A proposta do ministro da Saúde, Ricardo Barros, para a criação de planos de saúde mais baratos, feita durante audiência pública no Senado na última quarta-feira, reforça a dúvida – levantada desde o anúncio de sua escolha – sobre a sua real capacidade para bem gerir um dos setores mais importantes da administração federal. Embora Barros tenha se limitado a adiantar tão somente as linhas gerais da proposta, especialistas na questão reagiram prontamente e em termos duros.

Aqueles planos, com cobertura obrigatória menor – e por isso mesmo mais em conta –, atrairiam um grande número de pessoas, o que diminuiria a procura pelos serviços do Sistema Único de Saúde (SUS).
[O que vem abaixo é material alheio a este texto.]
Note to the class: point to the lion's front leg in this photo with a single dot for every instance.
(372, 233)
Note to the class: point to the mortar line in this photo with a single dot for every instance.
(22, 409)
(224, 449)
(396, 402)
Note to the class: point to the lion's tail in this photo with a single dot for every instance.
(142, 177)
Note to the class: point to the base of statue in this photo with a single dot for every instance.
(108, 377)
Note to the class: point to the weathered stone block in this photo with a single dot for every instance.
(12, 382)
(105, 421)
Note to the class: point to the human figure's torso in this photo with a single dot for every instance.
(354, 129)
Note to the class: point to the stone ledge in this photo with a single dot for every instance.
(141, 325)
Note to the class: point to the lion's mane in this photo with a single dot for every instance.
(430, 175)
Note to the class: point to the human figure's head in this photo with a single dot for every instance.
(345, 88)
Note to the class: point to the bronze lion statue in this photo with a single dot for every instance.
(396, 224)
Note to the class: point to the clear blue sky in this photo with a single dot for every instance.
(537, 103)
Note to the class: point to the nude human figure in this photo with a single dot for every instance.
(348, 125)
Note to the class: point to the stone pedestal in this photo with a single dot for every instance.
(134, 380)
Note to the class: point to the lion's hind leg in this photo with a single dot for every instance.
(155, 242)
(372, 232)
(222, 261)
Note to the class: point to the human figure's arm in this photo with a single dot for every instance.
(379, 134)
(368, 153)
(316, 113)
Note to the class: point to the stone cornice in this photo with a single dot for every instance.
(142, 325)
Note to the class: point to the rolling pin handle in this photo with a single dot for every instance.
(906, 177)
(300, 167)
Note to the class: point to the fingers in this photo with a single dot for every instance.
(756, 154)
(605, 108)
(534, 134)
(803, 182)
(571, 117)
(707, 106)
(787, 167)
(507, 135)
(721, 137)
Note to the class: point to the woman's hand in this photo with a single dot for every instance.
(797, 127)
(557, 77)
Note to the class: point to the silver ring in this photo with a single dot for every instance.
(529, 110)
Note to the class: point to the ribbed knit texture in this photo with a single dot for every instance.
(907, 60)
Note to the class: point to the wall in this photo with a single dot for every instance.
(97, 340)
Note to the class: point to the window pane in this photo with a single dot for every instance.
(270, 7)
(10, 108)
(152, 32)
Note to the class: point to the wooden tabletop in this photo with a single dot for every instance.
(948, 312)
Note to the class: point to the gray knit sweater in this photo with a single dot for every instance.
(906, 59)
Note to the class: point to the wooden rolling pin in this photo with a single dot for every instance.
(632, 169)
Por um lado, isso aliviaria as dificuldades financeiras do SUS e, por outro, como diz Barros, “renderia mais conforto para a população que quer um plano de saúde e não pode arcar com os custos”. O plano capaz de operar essa mágica ainda vai ser elaborado por técnicos do Ministério da Saúde. Sua implementação, porém, dependerá do que pensa a respeito a Agência Nacional de Saúde Suplementar (ANS), à qual cabe a regulamentação dos planos de saúde.
Com atendimento limitado por planos baratos, os que a eles aderirem vão ter, evidentemente, de continuar recorrendo ao SUS, sendo por isso uma ilusão imaginar que tais planos ajudarão a desafogar a rede pública
Segundo o ministro, não existe ainda uma estimativa do número de pessoas que poderiam aderir aos planos atraídas pelo seu menor custo. Ele não soube explicar também se a proposta abrange os planos empresariais e individuais ou apenas um desses segmentos. Em resumo, Barros e seus assessores têm uma ideia muito vaga do que desejam, o que é incompatível com a importância do que está em jogo. É preciso bem mais que isso – como os estudos preliminares que existem exatamente para esse fim – para que tal proposta possa ser considerada seriamente.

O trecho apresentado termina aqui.